Does this fit the 2012 CC LuX Plus?


----------



## matthewsjl (Mar 23, 2004)

Check your build sticker for the code 2PP. If you see that code then the answer is yes!

John.


----------



## Bleser (Feb 25, 2003)

:thumbup:

You're teaching all of us how to get a-la-carte options in the CC that VW won't offer individually.


----------



## AsianDude (Sep 17, 2007)

Any chance e gti flat bottom wheel with paddles will fit on the cc?


----------



## AsianDude (Sep 17, 2007)

matthewsjl said:


> Another mystery solved.... 2013 DSG equipped R-Lines come with paddles!
> 
> "DSG® dual-clutch automatic transmission-equipped models gain paddle shifters"
> 
> ...


The us market executive has the paddles from the factory too.


----------



## eurotuningimports (Nov 29, 2006)

Guys, Im selling Mk6 GLI steering wheels with controls and paddles.
I have install one in a 2012 sport jetta mk6 that came only with the left side controls and same s.wheel as the cc ones.... That car didnt have paddles and its not dsg, but just switch the s.Wheels and all buttons are functional, even the paddles.
And I didnt need to use the vag com, it was a 5 minutes switch... Really fast, easy and great mod

If you re interested I can get this directly from vw factory in Mexico, I already sold a few here in vwvortex

Pm or email me for any question or interest
Email: [email protected]
Regards 
Jose

Enviado desde mi LT18a usando Tapatalk 2


----------



## martinelles (Feb 10, 2012)

Bleser said:


> :thumbup:
> 
> You're teaching all of us how to get a-la-carte options in the CC that VW won't offer individually.

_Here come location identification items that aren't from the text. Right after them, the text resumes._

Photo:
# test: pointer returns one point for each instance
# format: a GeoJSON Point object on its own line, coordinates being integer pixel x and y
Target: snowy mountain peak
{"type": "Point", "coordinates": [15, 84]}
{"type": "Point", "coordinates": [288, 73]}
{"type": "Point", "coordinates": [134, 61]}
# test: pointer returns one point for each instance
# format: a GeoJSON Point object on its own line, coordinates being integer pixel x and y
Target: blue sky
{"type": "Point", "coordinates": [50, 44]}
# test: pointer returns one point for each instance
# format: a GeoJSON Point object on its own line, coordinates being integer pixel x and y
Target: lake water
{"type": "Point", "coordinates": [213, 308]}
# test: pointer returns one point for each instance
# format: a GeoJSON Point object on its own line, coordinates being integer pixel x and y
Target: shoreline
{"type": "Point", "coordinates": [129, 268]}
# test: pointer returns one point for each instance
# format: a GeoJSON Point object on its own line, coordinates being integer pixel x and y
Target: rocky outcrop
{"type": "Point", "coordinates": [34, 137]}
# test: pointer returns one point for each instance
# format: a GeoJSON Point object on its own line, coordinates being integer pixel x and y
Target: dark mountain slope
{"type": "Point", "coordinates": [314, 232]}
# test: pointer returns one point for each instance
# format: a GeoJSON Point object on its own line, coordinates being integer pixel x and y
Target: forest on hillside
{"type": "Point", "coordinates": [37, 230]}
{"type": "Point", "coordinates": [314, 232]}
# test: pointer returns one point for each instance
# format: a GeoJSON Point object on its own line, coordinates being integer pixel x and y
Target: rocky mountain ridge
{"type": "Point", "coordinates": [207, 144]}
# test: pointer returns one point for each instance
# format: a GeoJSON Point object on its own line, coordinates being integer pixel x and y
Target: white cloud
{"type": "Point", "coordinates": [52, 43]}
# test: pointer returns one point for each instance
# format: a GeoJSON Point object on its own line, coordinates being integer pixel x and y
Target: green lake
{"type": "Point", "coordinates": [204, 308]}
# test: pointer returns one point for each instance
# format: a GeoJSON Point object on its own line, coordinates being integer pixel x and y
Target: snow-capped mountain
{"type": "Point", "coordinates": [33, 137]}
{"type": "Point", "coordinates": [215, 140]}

 okay, where is this build sticker located? i have looked in my trunk, hood, owners manual and nothing!


----------



## matthewsjl (Mar 23, 2004)

The build sticker is usually in the spare wheel well. 

A second copy was also stuck in the maintenance manual. 

This is what you're looking for: http://www.audienthusiasts.com/Articles_PRCodes.html 

John.


----------



## CCdave (Jan 13, 2013)

So IM changing my steering wheel. Once its done my factory paddle shifter wheel will be for sale. PM me if you might be interested. I will officially post up once its off the car. I have 2k miles on the car, so its pretty much brand new.


----------



## snobrdrdan (Sep 10, 2008)

CCdave said:


> So IM changing my steering wheel. Once its done my factory paddle shifter wheel will be for sale. PM me if you might be interested. I will officially post up once its off the car. I have 2k miles on the car, so its pretty much brand new.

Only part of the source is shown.